Could you please help me understand why the total energy E is not being conserved in my simulation? I have attached my INCAR file and the plots showing the trends for all relevant quantities from the OSZICAR.

Thank you for your help.

INCAR file:
ALGO = VeryFast
ENCUT = 400
EDIFF = 1e-04
IBRION = 0
ICHARG = 2
ISIF = 2
ISMEAR = 0
ISPIN = 1
ISYM = 0
KBLOCK = 100
LCHARG = False
LREAL = Auto
LWAVE = False
MAXMIX = 20
NBLOCK = 1
NELM = 100
NELMIN = 4
NSW = 26000
POTIM = 2.0
PREC = Low
SIGMA = 0.05
MDALGO = 2 ; SMASS = 0
TEBEG = 800
TEEND = 800
NPAR = 16

Hi,

Short answer: your E drift is almost certainly numerical, not physical. In your INCAR a few settings systematically bias the forces/energies at every MD step even though the F looks steady. Tightening the electronic/plane-wave settings and using a smaller time step probably removes the linear ramp. Here is a list of things to try:

• In this first testing phase, you can set ISIF=0 since you don't use the stress tensor.

• Improve electronic convergence at each MD step. With ALGO=VeryFast and EDIFF=1e-4, the SCF is deliberately cheap. A small, systematic SCF residual biases the potential energy/forces in one direction, so the extended energy accumulates a linear drift.

• Tighten settings for the basis and FFT grids (PREC/ENCUT/LREAL).

You can test the above settings on a single structure (without running an MD). To this end, look at how the forces change w.r.t. improved settings. Try ALGO=Normal and EDIFF=1e-6, PREC=Normal, and increasing ENCUT.

• Time step (POTIM) may be too large at high T.

• Tune thermostat coupling / mass (SMASS).

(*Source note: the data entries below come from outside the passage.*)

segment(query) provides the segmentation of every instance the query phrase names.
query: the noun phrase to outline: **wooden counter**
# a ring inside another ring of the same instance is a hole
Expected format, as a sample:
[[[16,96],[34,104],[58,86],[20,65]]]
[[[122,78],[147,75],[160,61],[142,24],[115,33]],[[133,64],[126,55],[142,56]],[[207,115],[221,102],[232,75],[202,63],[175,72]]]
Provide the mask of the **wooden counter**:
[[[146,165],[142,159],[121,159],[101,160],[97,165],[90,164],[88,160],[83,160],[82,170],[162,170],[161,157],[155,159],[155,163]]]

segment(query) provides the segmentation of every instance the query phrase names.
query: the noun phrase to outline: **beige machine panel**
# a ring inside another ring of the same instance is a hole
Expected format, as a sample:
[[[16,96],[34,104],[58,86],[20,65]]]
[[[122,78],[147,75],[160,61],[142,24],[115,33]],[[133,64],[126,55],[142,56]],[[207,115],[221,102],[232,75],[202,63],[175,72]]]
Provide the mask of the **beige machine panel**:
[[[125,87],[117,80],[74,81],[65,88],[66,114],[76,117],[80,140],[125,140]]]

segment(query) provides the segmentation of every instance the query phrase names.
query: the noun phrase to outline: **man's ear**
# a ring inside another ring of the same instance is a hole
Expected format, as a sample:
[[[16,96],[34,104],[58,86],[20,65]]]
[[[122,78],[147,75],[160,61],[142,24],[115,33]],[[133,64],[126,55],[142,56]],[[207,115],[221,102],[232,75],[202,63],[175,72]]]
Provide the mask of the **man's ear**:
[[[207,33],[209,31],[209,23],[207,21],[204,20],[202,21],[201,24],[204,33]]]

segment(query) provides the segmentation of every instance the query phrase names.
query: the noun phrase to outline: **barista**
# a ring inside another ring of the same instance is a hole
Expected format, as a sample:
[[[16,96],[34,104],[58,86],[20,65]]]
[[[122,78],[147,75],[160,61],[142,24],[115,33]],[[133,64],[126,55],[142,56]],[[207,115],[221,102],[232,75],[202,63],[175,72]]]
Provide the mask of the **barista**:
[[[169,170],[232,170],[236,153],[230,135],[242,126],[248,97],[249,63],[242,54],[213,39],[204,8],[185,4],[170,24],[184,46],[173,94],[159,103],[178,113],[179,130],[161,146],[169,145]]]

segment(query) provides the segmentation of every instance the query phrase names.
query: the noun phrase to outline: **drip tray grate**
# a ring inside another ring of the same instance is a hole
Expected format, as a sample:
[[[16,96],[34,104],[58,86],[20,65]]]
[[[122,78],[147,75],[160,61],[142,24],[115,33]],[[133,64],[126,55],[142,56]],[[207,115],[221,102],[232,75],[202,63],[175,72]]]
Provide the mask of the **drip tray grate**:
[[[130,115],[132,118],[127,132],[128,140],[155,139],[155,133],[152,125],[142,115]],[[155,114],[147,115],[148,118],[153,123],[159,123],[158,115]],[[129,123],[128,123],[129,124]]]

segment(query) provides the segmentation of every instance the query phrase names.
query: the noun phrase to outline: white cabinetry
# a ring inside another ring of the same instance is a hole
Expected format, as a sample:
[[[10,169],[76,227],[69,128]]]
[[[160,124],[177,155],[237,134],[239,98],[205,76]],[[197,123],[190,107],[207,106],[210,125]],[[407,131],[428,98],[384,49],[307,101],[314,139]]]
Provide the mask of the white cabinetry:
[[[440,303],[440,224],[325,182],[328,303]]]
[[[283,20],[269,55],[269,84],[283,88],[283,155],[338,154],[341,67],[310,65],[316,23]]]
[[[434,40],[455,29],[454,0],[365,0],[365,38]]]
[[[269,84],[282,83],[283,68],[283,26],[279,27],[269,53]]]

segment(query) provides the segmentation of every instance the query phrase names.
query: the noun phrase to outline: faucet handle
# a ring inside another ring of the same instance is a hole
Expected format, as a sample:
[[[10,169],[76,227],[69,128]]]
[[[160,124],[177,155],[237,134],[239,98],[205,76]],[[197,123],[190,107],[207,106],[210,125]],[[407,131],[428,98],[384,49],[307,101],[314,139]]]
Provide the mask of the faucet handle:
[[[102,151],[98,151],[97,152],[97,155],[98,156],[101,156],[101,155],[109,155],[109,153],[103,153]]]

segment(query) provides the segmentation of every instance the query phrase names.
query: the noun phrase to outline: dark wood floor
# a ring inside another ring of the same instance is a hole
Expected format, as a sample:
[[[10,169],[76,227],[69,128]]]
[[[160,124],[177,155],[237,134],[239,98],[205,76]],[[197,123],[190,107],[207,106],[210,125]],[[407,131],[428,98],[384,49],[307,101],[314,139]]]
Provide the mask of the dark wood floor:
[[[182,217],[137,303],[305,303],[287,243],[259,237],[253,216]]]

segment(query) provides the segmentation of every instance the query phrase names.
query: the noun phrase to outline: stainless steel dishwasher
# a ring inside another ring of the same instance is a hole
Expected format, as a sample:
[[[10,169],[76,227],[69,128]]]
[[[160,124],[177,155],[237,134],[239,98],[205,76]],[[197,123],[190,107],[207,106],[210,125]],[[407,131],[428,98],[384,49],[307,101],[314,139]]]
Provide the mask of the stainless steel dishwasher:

The latter two can be tested in an MD run. Run for a couple of hundred steps and check if you still observe a linear drift.

Could you please try the above and let me know if it solves the issue?

Thank you very much for your detailed suggestions!

I have now tried the tighter settings (ALGO=Normal, EDIFF=1e-6, PREC=Normal, and ENCUT=600). As you can see from the newly attached figures, the linear drift in the total energy (E (ETOTAL)) has been largely removed, and the simulation looks much more stable.

This leads me to a follow-up question. In my original (bad) simulation, the conserved total energy (E (ETOTAL)) showed a clear linear drift. However, the physical energy of the system (F (ETOTEN)) still appeared to be fluctuating correctly around an average value (similar to the orange line in the new, good plot). I am confused about this: Why was the physical energy F able to fluctuate normally around its average, as expected for an NVT simulation, even when the total conserved energy E was clearly non-conserved and drifting due to the numerical errors?

Hi, I am glad you could improve the simulation with tighter settings.

However I have to say, there still seems to be a drift. Could you also plot T as a function of MD steps? After all in NVT the ensemble average of T should be conserved. Could be that the drift is related to the thermalization time.

The second point about the "free energy" F. This is really a bit confusing. This is not the free energy of the ion+electron system. It is actually the total energy of the electrons (summing over DFT eigenvalues and accounting for double counting) plus a term that arizes due to the fictitious electronic temperature introduced as smearing. This is required to perform the electronic minimization, but has nio connection to the temperature of the MD run.

Does this resolve the confusion?

Thanks for the explanation! That clears up the confusion about the F term.

I’ve attached the plot of Temperature vs. Simulation Time below. It looks like the temperature is conserved around 800 K.

Looks good :) I am glad I could help.